Serendeepia Playbook

Methodology

We follow an agile methodology with some modifications for machine learning projects. The methodology enables us to perform a Continous Delivery of our products and projects.

Agile methodology

We follow the Scrum methodology where usually the Product Owner is also the Scrum master. We also use Kanban boards to track the current status of the sprint.

Our typical project is between one and three months long and we divide it in sprints of 2 weeks.

Sprints

A sprint is a timeboxed effort; that is, it is restricted to a specific duration. Each sprint starts with a sprint planning event that aims to define a sprint backlog, identify the work for the sprint, and make an estimated forecast for the sprint goal. Each sprint ends with a sprint review and sprint retrospective, that reviews progress to show to stakeholders and identify lessons learn and improvements for the next sprints.
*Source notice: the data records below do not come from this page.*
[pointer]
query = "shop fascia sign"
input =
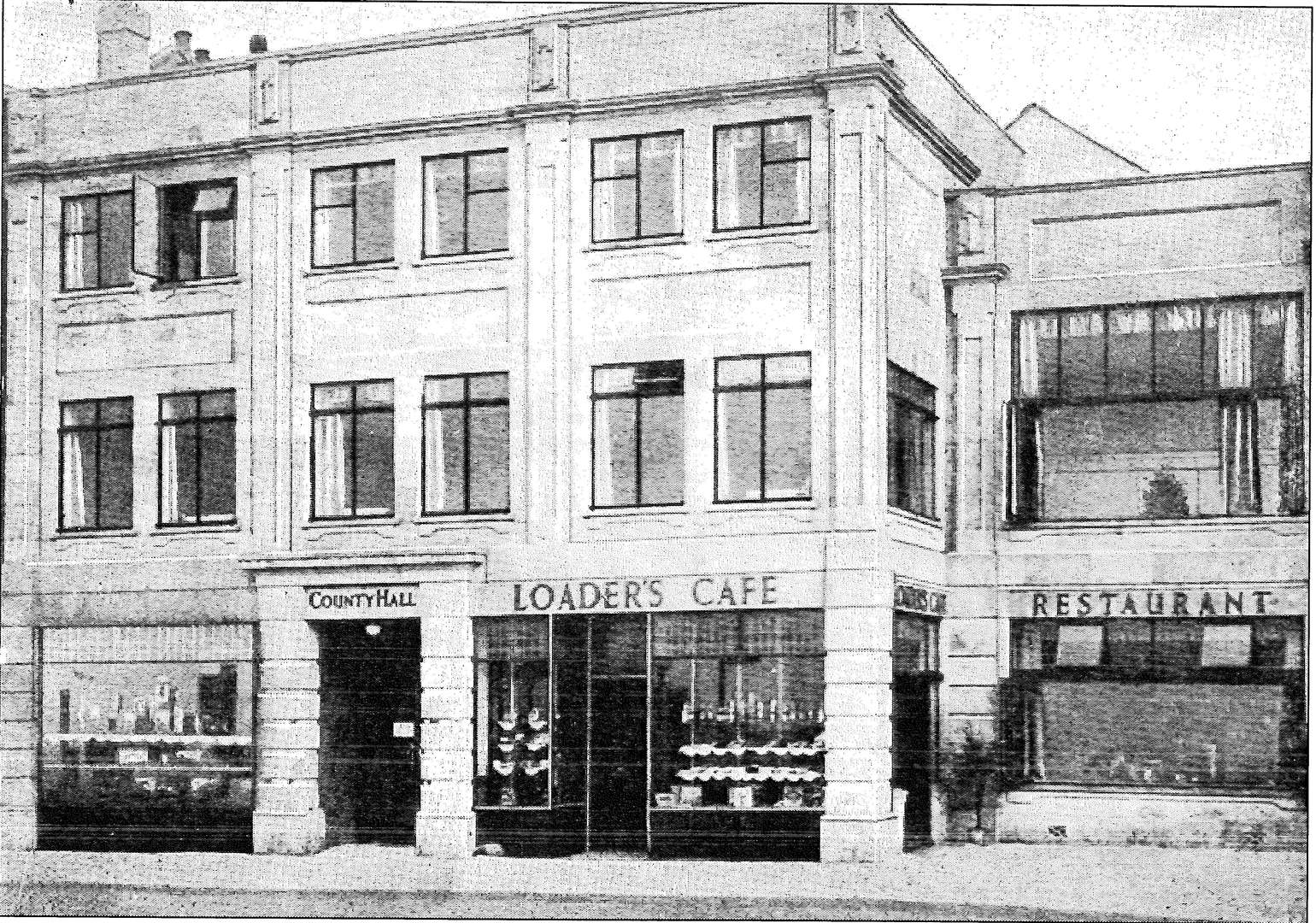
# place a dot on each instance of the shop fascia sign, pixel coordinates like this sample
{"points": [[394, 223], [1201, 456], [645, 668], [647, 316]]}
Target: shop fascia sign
{"points": [[670, 594], [1243, 601]]}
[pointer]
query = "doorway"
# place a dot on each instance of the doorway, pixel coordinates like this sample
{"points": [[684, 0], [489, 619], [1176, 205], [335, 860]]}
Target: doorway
{"points": [[619, 735], [370, 730]]}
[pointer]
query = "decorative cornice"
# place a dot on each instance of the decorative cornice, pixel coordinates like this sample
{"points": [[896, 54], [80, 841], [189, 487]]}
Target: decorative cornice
{"points": [[958, 275]]}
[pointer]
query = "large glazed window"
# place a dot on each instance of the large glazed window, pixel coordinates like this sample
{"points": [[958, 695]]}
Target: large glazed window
{"points": [[351, 450], [638, 435], [1158, 411], [97, 464], [97, 236], [197, 458], [737, 710], [1158, 702], [146, 736], [763, 428]]}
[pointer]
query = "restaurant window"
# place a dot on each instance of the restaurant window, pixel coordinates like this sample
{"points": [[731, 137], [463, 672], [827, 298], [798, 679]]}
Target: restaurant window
{"points": [[529, 713], [1158, 411], [197, 231], [1158, 702], [638, 435], [197, 458], [146, 738], [911, 443], [761, 174], [637, 187], [97, 235], [351, 215], [763, 428], [737, 710], [465, 464], [351, 450], [465, 203], [97, 464]]}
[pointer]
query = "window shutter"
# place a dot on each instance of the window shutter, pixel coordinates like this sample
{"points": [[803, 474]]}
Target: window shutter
{"points": [[146, 258]]}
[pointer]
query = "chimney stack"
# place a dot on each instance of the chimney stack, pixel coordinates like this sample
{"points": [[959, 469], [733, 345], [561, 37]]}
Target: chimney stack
{"points": [[122, 39]]}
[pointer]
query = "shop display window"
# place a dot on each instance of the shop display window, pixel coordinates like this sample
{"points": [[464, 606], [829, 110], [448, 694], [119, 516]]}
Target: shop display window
{"points": [[737, 711], [1158, 702], [148, 730]]}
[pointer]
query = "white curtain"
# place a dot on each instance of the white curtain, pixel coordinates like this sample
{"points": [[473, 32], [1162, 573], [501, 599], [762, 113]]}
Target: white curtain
{"points": [[75, 496], [168, 474], [1233, 352], [436, 475], [331, 467]]}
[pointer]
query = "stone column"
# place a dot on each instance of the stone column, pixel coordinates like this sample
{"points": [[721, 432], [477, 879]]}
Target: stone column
{"points": [[860, 822], [19, 735], [289, 818], [445, 825]]}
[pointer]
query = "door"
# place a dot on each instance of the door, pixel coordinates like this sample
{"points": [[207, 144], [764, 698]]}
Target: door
{"points": [[370, 728], [619, 733]]}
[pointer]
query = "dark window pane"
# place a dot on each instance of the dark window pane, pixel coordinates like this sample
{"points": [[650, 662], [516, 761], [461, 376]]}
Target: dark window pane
{"points": [[789, 444], [487, 223], [740, 460], [490, 458], [1082, 353], [374, 464], [614, 452], [444, 206], [116, 479], [219, 469], [375, 212], [1131, 352], [662, 462]]}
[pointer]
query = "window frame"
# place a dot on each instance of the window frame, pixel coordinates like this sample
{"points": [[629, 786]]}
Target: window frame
{"points": [[465, 404], [100, 240], [353, 412], [163, 243], [595, 397], [638, 186], [197, 421], [761, 389], [355, 182], [465, 157], [923, 415], [97, 428], [762, 126]]}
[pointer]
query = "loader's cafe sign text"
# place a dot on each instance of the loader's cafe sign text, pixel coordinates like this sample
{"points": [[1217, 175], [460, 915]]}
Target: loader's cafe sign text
{"points": [[669, 593], [1243, 601]]}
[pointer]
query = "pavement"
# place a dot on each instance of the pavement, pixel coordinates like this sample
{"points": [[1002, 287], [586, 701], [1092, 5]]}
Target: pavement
{"points": [[1001, 881]]}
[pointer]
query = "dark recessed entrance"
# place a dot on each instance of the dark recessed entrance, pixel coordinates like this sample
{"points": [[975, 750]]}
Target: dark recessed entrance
{"points": [[370, 730]]}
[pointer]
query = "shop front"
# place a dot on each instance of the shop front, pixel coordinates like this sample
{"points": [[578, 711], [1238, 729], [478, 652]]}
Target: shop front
{"points": [[665, 732]]}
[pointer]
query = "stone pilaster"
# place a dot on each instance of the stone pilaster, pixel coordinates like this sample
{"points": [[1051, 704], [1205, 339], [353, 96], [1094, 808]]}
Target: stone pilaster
{"points": [[289, 818], [445, 825]]}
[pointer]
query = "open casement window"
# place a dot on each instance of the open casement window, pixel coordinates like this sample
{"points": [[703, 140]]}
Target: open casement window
{"points": [[1158, 411], [1182, 703]]}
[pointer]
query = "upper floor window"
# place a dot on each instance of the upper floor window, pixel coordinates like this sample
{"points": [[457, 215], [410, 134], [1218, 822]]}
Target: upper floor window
{"points": [[97, 464], [197, 231], [351, 215], [97, 241], [465, 465], [638, 435], [761, 174], [351, 450], [911, 443], [197, 458], [763, 428], [636, 187], [1158, 411], [465, 203]]}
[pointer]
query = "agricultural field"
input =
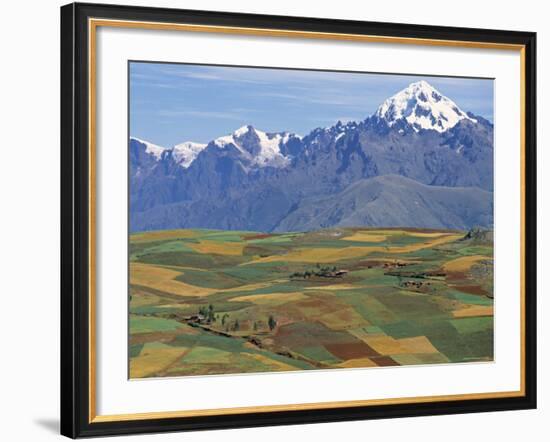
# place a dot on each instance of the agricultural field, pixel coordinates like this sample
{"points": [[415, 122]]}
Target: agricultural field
{"points": [[216, 302]]}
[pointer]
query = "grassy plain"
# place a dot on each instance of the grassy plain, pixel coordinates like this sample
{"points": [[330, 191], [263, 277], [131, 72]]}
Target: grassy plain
{"points": [[214, 302]]}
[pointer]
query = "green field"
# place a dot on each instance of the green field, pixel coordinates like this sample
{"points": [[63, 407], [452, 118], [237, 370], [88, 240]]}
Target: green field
{"points": [[213, 302]]}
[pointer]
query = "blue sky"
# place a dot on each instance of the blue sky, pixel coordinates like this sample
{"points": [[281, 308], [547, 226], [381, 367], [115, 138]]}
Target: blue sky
{"points": [[172, 103]]}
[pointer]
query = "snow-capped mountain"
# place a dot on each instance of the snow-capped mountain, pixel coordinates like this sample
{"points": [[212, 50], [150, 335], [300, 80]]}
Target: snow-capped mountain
{"points": [[185, 153], [422, 107], [150, 148], [418, 146], [258, 148]]}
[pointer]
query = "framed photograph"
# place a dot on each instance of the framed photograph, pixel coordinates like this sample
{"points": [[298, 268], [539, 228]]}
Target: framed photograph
{"points": [[279, 220]]}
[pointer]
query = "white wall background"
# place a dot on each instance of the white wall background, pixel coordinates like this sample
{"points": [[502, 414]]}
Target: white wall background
{"points": [[29, 221]]}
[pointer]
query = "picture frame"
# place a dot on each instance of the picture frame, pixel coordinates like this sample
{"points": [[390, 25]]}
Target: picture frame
{"points": [[80, 178]]}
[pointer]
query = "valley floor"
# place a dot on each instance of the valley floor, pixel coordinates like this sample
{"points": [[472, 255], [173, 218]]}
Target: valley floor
{"points": [[214, 302]]}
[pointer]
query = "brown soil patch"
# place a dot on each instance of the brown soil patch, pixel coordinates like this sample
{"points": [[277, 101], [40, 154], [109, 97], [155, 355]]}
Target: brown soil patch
{"points": [[351, 350]]}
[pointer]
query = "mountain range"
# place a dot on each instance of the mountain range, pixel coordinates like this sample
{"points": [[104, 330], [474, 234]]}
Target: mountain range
{"points": [[418, 161]]}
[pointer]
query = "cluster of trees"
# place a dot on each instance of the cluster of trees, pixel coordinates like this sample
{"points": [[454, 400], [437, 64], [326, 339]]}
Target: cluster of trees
{"points": [[319, 270], [209, 315]]}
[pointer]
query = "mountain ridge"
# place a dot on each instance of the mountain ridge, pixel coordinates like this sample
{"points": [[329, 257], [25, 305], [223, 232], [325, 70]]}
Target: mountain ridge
{"points": [[252, 179]]}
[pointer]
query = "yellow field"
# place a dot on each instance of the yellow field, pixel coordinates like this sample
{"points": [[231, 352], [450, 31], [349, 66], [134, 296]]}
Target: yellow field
{"points": [[163, 279], [365, 237], [336, 287], [328, 255], [463, 264], [153, 358], [218, 248], [251, 287]]}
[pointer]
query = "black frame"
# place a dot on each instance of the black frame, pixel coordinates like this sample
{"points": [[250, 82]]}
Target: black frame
{"points": [[75, 220]]}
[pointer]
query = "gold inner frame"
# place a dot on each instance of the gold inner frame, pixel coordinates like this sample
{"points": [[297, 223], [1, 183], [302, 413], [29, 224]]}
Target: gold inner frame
{"points": [[93, 24]]}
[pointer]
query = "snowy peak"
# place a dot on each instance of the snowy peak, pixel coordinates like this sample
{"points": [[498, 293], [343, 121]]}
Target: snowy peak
{"points": [[151, 148], [258, 148], [422, 107], [185, 153]]}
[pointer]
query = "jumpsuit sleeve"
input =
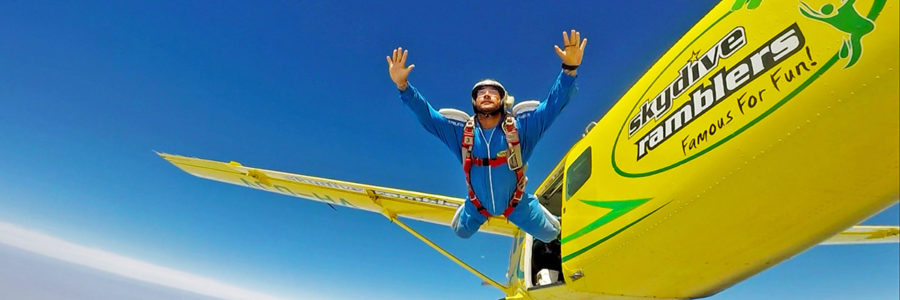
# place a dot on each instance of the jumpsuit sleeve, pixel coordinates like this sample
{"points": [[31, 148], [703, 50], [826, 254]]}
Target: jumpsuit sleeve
{"points": [[433, 122], [535, 123]]}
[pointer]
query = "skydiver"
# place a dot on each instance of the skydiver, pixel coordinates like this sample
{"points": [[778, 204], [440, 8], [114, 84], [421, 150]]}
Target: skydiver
{"points": [[493, 145]]}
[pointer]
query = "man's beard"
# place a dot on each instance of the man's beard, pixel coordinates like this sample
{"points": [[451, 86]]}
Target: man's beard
{"points": [[483, 113]]}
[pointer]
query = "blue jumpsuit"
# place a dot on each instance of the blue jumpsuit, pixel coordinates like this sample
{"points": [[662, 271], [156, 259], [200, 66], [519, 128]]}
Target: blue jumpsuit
{"points": [[495, 185]]}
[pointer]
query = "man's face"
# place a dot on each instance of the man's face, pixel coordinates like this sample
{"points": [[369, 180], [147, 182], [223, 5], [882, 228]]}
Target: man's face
{"points": [[487, 99]]}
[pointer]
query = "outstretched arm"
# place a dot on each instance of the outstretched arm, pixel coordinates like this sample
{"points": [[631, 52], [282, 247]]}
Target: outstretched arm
{"points": [[537, 122], [398, 69], [431, 119], [572, 53]]}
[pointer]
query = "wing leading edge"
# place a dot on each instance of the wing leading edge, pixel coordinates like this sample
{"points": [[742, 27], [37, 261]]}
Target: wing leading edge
{"points": [[866, 234], [408, 204]]}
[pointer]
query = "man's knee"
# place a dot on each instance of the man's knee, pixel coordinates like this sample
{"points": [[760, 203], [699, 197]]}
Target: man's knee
{"points": [[464, 223]]}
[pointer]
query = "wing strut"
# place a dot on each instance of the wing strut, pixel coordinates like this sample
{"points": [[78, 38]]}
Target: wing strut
{"points": [[393, 217]]}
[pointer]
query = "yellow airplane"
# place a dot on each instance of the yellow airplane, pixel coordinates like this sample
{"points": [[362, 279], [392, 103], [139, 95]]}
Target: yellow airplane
{"points": [[768, 128]]}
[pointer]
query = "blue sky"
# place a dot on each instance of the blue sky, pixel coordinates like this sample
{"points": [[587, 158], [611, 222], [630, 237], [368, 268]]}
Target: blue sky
{"points": [[89, 90]]}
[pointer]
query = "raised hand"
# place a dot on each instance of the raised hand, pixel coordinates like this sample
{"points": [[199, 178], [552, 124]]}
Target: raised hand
{"points": [[573, 50], [398, 69]]}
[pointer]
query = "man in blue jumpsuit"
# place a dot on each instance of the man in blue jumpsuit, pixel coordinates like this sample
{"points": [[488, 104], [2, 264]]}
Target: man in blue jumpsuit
{"points": [[494, 185]]}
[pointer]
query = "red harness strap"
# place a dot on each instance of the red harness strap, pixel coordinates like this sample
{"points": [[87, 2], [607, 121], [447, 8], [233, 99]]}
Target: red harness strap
{"points": [[468, 161]]}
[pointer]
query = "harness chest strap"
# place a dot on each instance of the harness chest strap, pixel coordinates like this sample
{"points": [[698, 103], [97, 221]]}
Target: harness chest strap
{"points": [[513, 159]]}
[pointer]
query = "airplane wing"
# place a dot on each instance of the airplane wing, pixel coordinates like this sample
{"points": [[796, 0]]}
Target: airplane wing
{"points": [[865, 234], [413, 205]]}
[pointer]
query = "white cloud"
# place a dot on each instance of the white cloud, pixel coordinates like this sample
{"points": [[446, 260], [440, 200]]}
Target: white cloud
{"points": [[116, 264]]}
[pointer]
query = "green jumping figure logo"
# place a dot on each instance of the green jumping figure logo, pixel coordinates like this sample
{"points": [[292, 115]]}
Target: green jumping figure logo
{"points": [[845, 19]]}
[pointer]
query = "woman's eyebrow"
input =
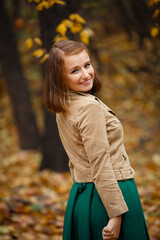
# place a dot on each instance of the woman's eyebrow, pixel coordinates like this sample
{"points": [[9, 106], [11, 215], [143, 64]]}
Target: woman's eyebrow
{"points": [[78, 66]]}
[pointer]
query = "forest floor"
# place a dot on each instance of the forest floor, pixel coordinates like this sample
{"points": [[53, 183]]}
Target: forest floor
{"points": [[32, 202]]}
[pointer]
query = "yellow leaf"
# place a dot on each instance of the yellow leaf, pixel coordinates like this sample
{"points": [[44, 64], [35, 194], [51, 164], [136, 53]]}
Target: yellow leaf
{"points": [[38, 53], [38, 41], [84, 35], [60, 2], [77, 27], [68, 23], [42, 5], [44, 58], [76, 17], [156, 13], [61, 28], [60, 38], [28, 43], [154, 32]]}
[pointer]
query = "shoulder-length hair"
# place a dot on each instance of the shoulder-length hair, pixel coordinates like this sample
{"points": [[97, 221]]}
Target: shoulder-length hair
{"points": [[55, 90]]}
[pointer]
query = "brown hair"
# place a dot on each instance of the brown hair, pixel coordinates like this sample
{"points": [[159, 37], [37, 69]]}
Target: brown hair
{"points": [[55, 89]]}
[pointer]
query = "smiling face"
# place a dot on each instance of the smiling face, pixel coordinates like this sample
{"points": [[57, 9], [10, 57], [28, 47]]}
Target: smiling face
{"points": [[79, 71]]}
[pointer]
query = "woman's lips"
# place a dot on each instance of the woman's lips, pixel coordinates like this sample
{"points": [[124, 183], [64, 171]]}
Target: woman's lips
{"points": [[86, 82]]}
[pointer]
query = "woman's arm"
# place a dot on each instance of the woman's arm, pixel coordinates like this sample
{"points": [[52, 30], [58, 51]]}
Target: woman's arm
{"points": [[112, 230]]}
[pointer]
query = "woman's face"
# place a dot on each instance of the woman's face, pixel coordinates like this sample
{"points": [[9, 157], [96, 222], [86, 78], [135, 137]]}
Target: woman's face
{"points": [[79, 72]]}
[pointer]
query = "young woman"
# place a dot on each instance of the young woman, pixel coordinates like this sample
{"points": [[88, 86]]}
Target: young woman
{"points": [[103, 202]]}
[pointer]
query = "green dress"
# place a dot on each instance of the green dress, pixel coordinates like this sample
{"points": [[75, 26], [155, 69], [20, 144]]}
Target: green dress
{"points": [[85, 215]]}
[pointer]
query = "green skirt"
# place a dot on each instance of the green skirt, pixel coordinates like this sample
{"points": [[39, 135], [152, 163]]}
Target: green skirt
{"points": [[85, 215]]}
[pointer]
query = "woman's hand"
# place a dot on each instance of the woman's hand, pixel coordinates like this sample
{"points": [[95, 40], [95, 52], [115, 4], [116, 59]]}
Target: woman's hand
{"points": [[112, 230]]}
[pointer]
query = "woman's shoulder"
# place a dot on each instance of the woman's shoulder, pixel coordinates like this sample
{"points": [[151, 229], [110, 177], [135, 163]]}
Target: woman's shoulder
{"points": [[80, 100]]}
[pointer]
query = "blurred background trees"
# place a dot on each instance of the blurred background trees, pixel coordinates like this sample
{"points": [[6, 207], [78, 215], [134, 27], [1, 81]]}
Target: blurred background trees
{"points": [[124, 41], [23, 74]]}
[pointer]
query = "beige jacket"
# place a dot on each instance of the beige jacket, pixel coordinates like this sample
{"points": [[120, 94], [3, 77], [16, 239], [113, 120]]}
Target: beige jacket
{"points": [[93, 139]]}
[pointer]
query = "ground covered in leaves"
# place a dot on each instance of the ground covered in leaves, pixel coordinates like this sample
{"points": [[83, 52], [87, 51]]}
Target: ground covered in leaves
{"points": [[32, 203]]}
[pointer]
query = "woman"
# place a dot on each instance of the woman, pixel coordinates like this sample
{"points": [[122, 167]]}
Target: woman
{"points": [[103, 202]]}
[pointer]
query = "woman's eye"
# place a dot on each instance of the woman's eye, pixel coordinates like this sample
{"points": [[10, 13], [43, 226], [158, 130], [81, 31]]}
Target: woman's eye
{"points": [[87, 65], [74, 71]]}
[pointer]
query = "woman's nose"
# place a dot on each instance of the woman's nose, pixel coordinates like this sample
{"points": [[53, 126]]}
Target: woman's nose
{"points": [[85, 74]]}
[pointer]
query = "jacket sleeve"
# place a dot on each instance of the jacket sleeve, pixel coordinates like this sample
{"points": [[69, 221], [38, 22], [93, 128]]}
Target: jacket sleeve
{"points": [[92, 129]]}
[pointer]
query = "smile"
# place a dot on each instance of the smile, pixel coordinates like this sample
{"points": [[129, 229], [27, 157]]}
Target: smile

We create milestones in GitHub as a way to represent a sprint and to prioritize the tasks.

Sprint planning

At the beginning of a sprint, the scrum team holds a sprint planning event to:

  • Mutually discuss and agree on the scope of work (SoW) that is intended to be done during that sprint.
  • Select product backlog items that can be completed in one sprint.

Sprint review and retrospective

At the sprint review, the team:

  • reviews the work that was completed and the planned work that was not completed.
  • presents the completed work to the stakeholders (a.k.a. the demo).
  • collaborates with the stakeholders on what to work next.

Three main questions are asked in the sprint retrospective:

  • What went well during the sprint?
  • What did not go well?
  • What could be improved for better productivity in the next sprint?

Kanban board

Our kanban boards have 5 columns:

  • TO DO: tasks to be done.
  • In Progress: tasks we are working right now, no one should be working in more than task at any given time.
  • Review in progress: tasks completed which require to be reviewed by other team members.
  • Review approved: tasks approved and ready to merge with the main code of the project.
  • Done: tasks completed.

Project tracking

We use Github issue tracking to define tasks and projects boards to track the status of the projects (and sprints).

Our issues or tasks can have different labels depending on their nature:

  • enhancement: new feature or request.
  • bug: something that is not working as expected and needs a fix.
  • duplicated: this task/issue was a duplicate.
  • question: more information is needed.
  • wontfix: this task/issue won’t be resolved.

The boards in GitHub are automated, this means we don’t need to move the issues from one column to another. They move automatically.

Versioning

We do not do versioning of source code but we do name every sprint release with an increasing number. In case we need to do it, we use semantic versioning (see http://semver.org/) and tag the commit as appropriate.

Data

Small datasets are under the data/ directory of the project. We use git-lfs for large files.

Big datasets can be in GS or AWS. Ideally, we synchronize the data locally to the machine when the training is going to be performed when needed.

Some guidelines about data:

  • We shouldn’t delete any data sample.
  • We should use md5 or a unique identifier for the data files when appropriate (for example for images downloaded from the Internet).
  • We should include a description file to describe the data, this file must be also in the github repository.

Communication with the client

Only one person (SPOC) will be in charge of all the communication with a client. Other members of the team must be copied in all the communication emails so they are informed.

Bots

The GitHub repositories and the documents in Google Drive are integrated in Slack in a channel named code_bots for notifications.